Run time model

By which rules Overpass API executes a request? Presenting each building block creates the insight how these building boxes together are effective as a request.

Sequential Execution

Most sophisticated use cases for requests require to select elements relative to previous results. A good example is supermarkets that are close to a railway station. The supermarkets are related to the railway stations only by spatially being close to it.

According to the sentence structure we first search supermarkets then only keep supermarkets in the selection for which we have found a station nearby. This approach in natural language quickly ends up in the muddle of relative sentences, and in a formal language this is not less annoying.

Therefore the query language of Overpass API adheres to a step-by-step paradigm, the so-called imperative programming. At each point in time only a simple task is processed and the complex tasks are accomplished by enqueuing multiple simple tasks. This brings us to the following approach:

Select all stations in the region of interest.
Replace the selection by the supermarkets close to objects in the found result.
Print the list of found supermarkets.

Line by line this results in the following query. You can execute it right now:

nwr[public_transport=station]({{bbox}});
nwr[shop=supermarket](around:100);
out center;

The details of the syntax are later explained.

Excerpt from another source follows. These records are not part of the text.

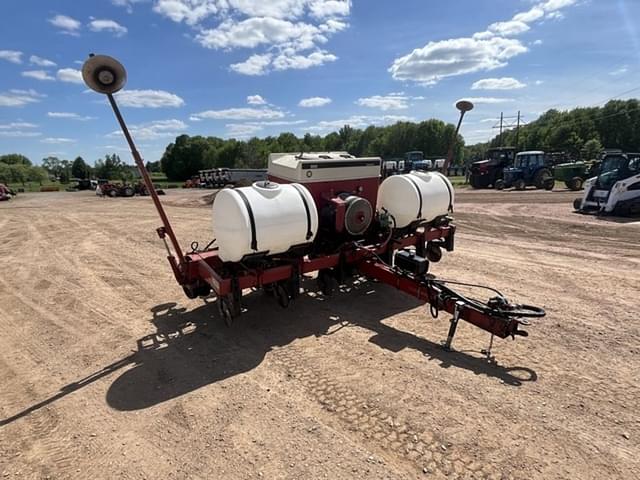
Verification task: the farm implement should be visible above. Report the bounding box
[82,54,545,356]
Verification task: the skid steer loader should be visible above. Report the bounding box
[574,152,640,216]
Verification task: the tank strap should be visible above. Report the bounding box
[234,190,258,251]
[432,171,454,213]
[405,175,423,219]
[291,184,313,240]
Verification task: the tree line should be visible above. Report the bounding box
[465,99,640,161]
[0,153,161,185]
[160,120,464,180]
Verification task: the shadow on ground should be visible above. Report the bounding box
[1,278,537,424]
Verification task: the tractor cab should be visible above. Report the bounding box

For simpler cases one may want a simpler syntax, but the resulting two-line-solution reflects the clear separation of duties:

nwr[shop=supermarket]({{bbox}});
out center;

The selection statement in the first line selects what is returned
The output statement commands how the objects are returned. Details about that in the section Formats

Instructions and Filters

We compare the request for simply the supermarkets in the visible bounding box

nwr[shop=supermarket]({{bbox}});
out center;

with the request from above

nwr[public_transport=station]({{bbox}});
nwr[shop=supermarket](around:100);
out center;

to identify the components.

The most important character is the semicolon; every statement always ends with a semicolon. By contrast, whitespace (line breaks, spaces, and tabs) are for the entire syntax irrelevant. The statements are executed one after another in the order in which they are noted. In both requests together, there are four distinct statements:

nwr[shop=supermarket]({{bbox}});
nwr[public_transport=station]({{bbox}});
nwr[shop=supermarket](around:100);
out center;

The statement out center is an output statement without further substructures. The possibilities to control the output format are elaborated in section Formats.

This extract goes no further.